Association between Endometriosis and Polymorphisms of N-acetyl Transferase 2 (NAT2), Glutathione S-transferase M1 (GSTM1) and Cytochrome P450 (CYP) 1A1 Genes in Korean Infertile Patients.
- Author:
Hyun Jeong SONG
;
Jin Hyun JUN
;
Hye Won CHOI
;
Girl HUR
;
Inn Soo KANG
;
Mi Kyoung KOONG
;
Hyoung Song LEE
- Publication Type:Original Article
- Keywords:
Endometriosis;
Polymorphism;
NAT2;
GSTM1;
CYP1A1
- MeSH:
Acetylation;
Alleles;
Classification;
Cytochrome P-450 CYP1A1;
Cytochrome P-450 Enzyme System*;
Cytochromes*;
Digestion;
DNA;
Endometriosis*;
Female;
Genotype;
Glutathione Transferase*;
Glutathione*;
Heterozygote;
Humans;
Laparoscopy;
Polymerase Chain Reaction;
Polymorphism, Restriction Fragment Length;
Transferases*
- From:Korean Journal of Fertility and Sterility
2004;31(2):141-147
- CountryRepublic of Korea
- Language:Korean
-
Abstract:
OBJECTIVE: To investigate the association between endometriosis and polymorphisms of N-acetyl transferase 2 (NAT2), glutathione S-transferase M1 (GSTM1), and cytochrome P450 (CYP) 1A1 genes in Korean infertile patients.
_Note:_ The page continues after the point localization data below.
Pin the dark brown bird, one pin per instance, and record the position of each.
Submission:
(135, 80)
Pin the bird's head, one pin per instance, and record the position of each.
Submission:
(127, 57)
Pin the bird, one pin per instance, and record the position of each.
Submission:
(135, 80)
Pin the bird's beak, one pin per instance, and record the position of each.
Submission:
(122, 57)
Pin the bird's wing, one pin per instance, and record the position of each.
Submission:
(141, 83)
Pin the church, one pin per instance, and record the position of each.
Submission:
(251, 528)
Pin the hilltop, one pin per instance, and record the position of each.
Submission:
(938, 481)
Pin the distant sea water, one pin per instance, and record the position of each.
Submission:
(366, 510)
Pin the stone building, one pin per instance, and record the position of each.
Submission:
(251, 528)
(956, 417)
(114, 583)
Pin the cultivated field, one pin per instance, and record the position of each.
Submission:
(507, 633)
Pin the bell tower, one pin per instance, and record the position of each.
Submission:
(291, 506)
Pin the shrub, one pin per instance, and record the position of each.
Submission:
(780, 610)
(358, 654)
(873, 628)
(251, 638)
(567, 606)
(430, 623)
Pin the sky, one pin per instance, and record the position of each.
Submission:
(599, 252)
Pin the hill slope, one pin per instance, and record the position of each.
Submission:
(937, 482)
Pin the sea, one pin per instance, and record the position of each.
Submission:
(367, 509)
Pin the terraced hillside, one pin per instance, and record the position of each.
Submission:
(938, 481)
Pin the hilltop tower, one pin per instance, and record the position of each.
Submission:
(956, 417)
MATERIALS AND METHODS: A total of 303 infertile patients who had undertaken diagnostic laparoscopy during January, 2001 through December, 2003 at Samsung Cheil Hospital enrolled in this study. The patients were grouped according to laparoscopic findings: minimal to mild endometriosis (group I: n=147), moderate to severe endometriosis (group II: n=57), normal pelvic cavity (n=99). Peripheral blood was obtained and genomic DNA was extracted. The genotypes of each genes were analyzed using polymerase chain reaction (PCR) and restriction fragment length polymorphism (RFLP). For NAT2, RFLP was used to detect the wild type (wt) and mutant (mt) alleles, enabling classification into slow (mt/mt) or fast (wt/wt or wt/mt) acetylation genotypes. For GSTM1, PCR was used to distinguish active (+/- or +/+) from null (-/-) genotypes. For CYP1A1, MspI digestion was used to detect the wild type (A1A1), heterozygote (A1A2) or mutant (A2A2) genotypes. RESULTS: The genotype frequencies of NAT2 slow acetylator was 12.8%, 10.9%, 12.8% in group I, group II and control, respectively. The genotype frequencies of GSTM1 null mutation was 55.3%, 41.8%, 53.2% in group I, group II and control, respectively. The genotype frequencies of CYP1A1 MspI polymorphism was 16.3%, 9.1%, 18.1% in group I, group II and control, respectively. No significant difference was observed between endometriosis and normal controls in the genotype frequencies of the NAT2, GSTM1, CYP1A1 MspI polymorphism. CONCLUSION: The NAT2, GSTM1, CYP1A1 gene polymorphism may not be associated with the susceptibility of endometriosis in Korean women.